This is the title I chose for my personal blog, which is meant to give me an outlet for one of my favorite crafts – writing – plus to use an image from my favorite sport, golf. Out of college, my first job was as a reporter for the Daily Astorian in Astoria, Oregon, and I went on from there to practice writing in all of my professional positions, including as press secretary in Washington, D.C. for a Democrat Congressman from Oregon (Les AuCoin), as an Oregon state government manager in Salem and Portland, as press secretary for Oregon’s last Republican governor (Vic Atiyeh), and as a private sector lobbyist. This blog also allows me to link another favorite pastime – politics and the art of developing public policy – to what I write. I could have called this blog “Middle Ground,” for that is what I long for in both politics and golf. The middle ground is often where the best public policy decisions lie. And it is where you want to be on a golf course.
This blog question arises in my mind because of the trials and tribulations America – and the world – are facing these days with the rise of the Covid 19 Delta Variant virus.
I am not a doctor, far from it. But I remember the Hippocratic Oath as one many doctors not only took, but lived by.
I thought of this when I read a column by Ruth Marcus, deputy editorial page editor of the Washington Post.
Her basic premise appeared under this headline:
Doctors should be allowed to give priority to vaccinated patients when resources are scarce
Further, she wrote:
“I’m going to come right out and say it: In situations where hospitals are overwhelmed and resources such as intensive care beds or ventilators are scarce, vaccinated patients should be given priority over those who have refused vaccination without a legitimate medical or religious reason.
“This conflicts radically with accepted medical ethics, I recognize. And under ordinary circumstances, I agree with those rules. The lung cancer patient who’s been smoking two packs a day for decades is entitled to the same treatment as the one who never took a puff. The drunk driver who kills a family gets a team doing its utmost to save him — although, not perhaps, a liver transplant if he needs one. Doctors are healers, not judges.
“But the coronavirus pandemic, the development of a highly effective vaccine, and the emergence of a core of vaccine resisters along with an infectious new variant have combined to change the ethical calculus. Those who insist on refusing the vaccine for no reason are not in the same moral position of the smoker with lung cancer or the drunk driver.
“In situations where resources are scarce and hard choices must be made, they are not entitled to the same no-questions-asked, no-holds-barred medical care as others who behaved more responsibly.”
Marcus makes great points. Plus, I agree with her. Anti-vaxxers should pay a price for their abhorrent conduct and the rest of us should benefit with better access to health care.
I thought of this as Salem Health, the main hospital where I live, went on record saying that it is out of hospital beds for patients, including intensive care beds. One reason? The unvaccinated are taking a number of those beds.
Consider the Hippocratic Oath, the one most doctors take to verify their intent to provide quality care for patients. What it says, in sum, in this:
“Treat the sick to the best of one’s ability, preserve patient privacy, teach the secrets of medicine to the next generation, and so on.”

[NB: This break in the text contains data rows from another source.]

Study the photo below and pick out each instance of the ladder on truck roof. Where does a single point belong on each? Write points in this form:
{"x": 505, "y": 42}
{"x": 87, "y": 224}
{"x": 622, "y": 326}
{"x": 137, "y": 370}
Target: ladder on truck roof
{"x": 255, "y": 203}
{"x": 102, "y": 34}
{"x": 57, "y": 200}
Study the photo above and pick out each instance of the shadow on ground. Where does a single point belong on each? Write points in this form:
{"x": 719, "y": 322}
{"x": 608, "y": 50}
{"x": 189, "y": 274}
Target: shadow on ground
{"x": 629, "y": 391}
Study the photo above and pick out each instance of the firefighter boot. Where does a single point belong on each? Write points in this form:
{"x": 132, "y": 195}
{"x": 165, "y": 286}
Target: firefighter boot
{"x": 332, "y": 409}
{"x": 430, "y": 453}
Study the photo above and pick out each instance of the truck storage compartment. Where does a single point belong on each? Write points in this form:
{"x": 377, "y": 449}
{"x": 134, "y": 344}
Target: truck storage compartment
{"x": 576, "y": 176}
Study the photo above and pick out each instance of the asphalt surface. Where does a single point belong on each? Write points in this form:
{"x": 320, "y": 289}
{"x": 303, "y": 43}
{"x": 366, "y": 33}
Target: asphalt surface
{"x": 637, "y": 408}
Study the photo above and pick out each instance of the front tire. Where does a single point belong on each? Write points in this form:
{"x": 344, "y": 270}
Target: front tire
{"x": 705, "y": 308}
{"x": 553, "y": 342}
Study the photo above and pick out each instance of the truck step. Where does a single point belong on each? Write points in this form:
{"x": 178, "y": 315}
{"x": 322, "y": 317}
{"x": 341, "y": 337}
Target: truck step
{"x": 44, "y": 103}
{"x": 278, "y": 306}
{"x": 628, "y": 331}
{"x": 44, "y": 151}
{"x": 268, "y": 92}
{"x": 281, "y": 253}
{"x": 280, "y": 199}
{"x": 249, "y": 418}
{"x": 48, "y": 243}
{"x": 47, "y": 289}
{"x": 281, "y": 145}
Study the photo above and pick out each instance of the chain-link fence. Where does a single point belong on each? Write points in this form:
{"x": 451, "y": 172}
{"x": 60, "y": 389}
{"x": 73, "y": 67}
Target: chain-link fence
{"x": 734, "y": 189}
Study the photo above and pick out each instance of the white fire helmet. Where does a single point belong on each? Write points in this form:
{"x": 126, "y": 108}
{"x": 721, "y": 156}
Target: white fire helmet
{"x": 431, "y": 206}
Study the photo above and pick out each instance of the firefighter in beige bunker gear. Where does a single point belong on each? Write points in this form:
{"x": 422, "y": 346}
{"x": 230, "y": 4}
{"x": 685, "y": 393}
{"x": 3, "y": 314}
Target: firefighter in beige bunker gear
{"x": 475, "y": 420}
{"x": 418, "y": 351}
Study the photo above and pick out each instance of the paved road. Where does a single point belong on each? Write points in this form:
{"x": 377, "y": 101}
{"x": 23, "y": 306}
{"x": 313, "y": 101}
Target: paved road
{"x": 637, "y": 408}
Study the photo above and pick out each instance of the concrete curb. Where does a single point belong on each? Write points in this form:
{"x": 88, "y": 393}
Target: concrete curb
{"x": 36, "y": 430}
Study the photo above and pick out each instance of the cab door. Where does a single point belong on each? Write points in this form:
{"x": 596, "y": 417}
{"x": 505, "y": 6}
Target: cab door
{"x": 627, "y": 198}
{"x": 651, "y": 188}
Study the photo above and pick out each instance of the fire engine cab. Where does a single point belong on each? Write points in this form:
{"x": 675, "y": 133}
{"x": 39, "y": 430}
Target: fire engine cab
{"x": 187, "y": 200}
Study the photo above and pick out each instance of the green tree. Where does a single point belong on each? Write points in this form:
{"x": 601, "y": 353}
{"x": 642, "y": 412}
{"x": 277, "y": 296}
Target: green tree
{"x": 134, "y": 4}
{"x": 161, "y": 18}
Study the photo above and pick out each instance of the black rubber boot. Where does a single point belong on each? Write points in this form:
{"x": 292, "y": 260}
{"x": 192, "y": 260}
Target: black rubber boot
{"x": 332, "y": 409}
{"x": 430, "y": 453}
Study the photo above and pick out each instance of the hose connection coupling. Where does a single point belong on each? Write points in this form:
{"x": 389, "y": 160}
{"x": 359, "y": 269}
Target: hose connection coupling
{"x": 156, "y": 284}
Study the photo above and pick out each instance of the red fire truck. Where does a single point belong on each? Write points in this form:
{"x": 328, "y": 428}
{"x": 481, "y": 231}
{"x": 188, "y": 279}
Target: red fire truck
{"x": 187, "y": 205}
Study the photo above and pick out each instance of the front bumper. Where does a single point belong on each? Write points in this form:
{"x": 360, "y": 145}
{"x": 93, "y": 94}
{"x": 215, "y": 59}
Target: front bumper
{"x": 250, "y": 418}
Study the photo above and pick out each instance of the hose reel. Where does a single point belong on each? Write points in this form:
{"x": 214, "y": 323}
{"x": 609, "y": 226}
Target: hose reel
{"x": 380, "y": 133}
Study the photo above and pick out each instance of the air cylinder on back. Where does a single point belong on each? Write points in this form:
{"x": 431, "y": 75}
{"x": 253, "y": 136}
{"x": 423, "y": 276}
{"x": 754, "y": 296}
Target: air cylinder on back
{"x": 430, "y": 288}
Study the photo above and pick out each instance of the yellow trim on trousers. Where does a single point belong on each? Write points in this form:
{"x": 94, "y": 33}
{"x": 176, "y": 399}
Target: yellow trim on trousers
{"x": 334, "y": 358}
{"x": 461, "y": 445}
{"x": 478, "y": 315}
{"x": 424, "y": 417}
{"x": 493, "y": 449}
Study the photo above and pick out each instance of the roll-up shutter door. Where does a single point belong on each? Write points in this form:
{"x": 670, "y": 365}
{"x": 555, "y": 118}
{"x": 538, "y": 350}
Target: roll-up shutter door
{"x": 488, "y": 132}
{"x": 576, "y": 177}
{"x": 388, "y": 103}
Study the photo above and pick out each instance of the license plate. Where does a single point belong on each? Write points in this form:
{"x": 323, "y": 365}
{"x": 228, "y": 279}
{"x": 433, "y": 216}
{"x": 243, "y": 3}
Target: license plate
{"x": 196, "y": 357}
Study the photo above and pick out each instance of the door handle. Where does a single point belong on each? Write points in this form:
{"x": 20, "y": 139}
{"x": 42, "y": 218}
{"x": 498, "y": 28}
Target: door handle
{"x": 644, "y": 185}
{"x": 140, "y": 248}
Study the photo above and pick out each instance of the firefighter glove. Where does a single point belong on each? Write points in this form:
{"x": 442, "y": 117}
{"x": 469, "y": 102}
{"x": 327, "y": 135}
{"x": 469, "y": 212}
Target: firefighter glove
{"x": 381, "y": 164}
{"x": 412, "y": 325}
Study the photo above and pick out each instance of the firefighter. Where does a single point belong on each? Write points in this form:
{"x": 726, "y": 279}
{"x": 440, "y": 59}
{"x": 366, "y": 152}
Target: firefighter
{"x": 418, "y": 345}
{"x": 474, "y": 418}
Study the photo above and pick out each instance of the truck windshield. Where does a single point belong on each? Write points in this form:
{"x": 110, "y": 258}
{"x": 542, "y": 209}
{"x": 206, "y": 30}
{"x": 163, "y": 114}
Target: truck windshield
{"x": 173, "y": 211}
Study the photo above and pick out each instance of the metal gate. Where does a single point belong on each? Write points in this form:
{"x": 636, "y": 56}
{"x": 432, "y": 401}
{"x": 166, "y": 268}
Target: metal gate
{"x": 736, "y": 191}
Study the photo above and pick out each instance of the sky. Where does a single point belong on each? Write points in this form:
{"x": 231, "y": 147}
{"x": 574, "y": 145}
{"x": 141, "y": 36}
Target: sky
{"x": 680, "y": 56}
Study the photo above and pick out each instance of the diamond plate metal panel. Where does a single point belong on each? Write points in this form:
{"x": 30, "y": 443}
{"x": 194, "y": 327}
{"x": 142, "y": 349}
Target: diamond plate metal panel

Agreed. But, today, anti-vaxxers, I submit, have given up their right to “in line” medical care because of their conduct…they deserve to suffer the fate their obstinance requires.
I decided to ask one of my friends, a medical doctor, what she thought of this conundrum – an oath exists, likely has been taken, and governs care for decades, but then potentially is overcome by an unforeseen circumstance – Covid 19.
While I wait for her response, I post this blog.